J’ai un lien assez étroit avec le personnage du vampire, puisque j’écris toujours des récits mettant en scène Ludivine, le personnage à l’origine de ma première publication professionnelle. Bien avant Buffy, j’avais imaginé une chasseuse de vampire. Sauf que Ludivine est une vampire qui a été soignée et qui essaie de se venger de ceux qui lui ont fait subir tout ce calvaire. Je termine en ce moment un recueil qui va regrouper toutes les nouvelles la mettant en scène, et notamment plusieurs inédites. Ce ne sera pas du tout un roman, mais bien un recueil qui met en scène Ludivine, mais dont les types de narration et les narrateurs sont différents d’un texte à l’autre. La variation des points de vue permet de la voir sous différents angles, de l’introspection qui nous la montre en pleine souffrance, au regard amoureux d’une victime potentielle, en passant par le côté plus distant d’un narrateur externe. Dans le même temps, elle traverse les époques en se glissant tour à tour dans des univers historiques, uchroniques voire futuristes. Un exercice de style qui me passionne.

Pour toi, comment peut-on analyser le mythe du vampire ? Qu’est ce qui en fait la pérennité ?

Pour comprendre le succès et la pérennité du mythe vampirique, il faut tout d’abord se pencher sur son essence. En effet, le mythe s’appuie sur un être protéiforme qui peut, tour à tour, s’incarner en une superbe jeune fille lesbienne dans Carmilla, en comte obscur mais fascinant dans Dracula, en star du rock avec la série d’Anne Rice, en prostituée chez Seignolle, en adolescent à problèmes dans Twilight, en détective… Il peut être tour à tour pathétique, envoûtant, vengeur, chasseur ou proie…

Le vampire symbolise toutes les angoisses, tous les phantasmes, toutes les attentes humaines, et dans le même temps, il nous oblige à réfléchir à notre condition humaine. On le voit de nos jours avec la série Twilight qui attire des millions de lecteurs et surtout de lectrices en remplaçant, par son côté « à l’eau de rose » les romans du même nom.

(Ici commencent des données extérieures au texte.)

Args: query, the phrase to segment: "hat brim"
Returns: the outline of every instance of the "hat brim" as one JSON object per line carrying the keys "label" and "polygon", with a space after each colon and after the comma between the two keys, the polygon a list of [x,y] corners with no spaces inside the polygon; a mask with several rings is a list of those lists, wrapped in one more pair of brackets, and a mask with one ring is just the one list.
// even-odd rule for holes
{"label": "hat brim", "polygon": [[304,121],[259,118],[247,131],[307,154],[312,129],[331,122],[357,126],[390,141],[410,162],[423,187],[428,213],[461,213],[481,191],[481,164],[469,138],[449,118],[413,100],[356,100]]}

Le vampire possède ce petit côté rebelle et dandy qui plaît tant aux femmes, voire aux jeunes femmes, qu’il semble encore avoir de beaux jours devant lui.

Quelle va être ton actualité littéraire dans les mois à venir ? De prochaines traductions ou nouvelles sont elles amenés à paraître prochainement ?

Après la parution de Marelle d’Ombres, j’ai pas mal de projets et de sorties en cours. Dans le domaine des essais, j’ai participé à un dictionnaire du fantastique dirigé par Valérie Tritter et son mari qui vient de sortir début avril chez Ellipses, un pavé de plus de 1100 pages qui est l’aboutissement d’un travail de cinq ans. Plusieurs nouvelles doivent paraître dans différentes revues et d’autres sont en lecture pour des anthologie. Il semblerait aussi qu’une de mes nouvelles de vampire soit en traduction en Turquie.

J’ai déjà évoqué le recueil mettant en scène Ludivine, mais je pense que je vais aussi finaliser deux ou trois romans, déjà terminés, mais que je dois envoyer à des éditeurs prochainement. Côté essais, je planche sur le programme de BTS de l’année prochaine, mais sans trop de fantastique dedans puisque le thème est le rire. Même si… Plein de choses en route et beaucoup d’idées qui se bousculent en ce moment dans ma tête.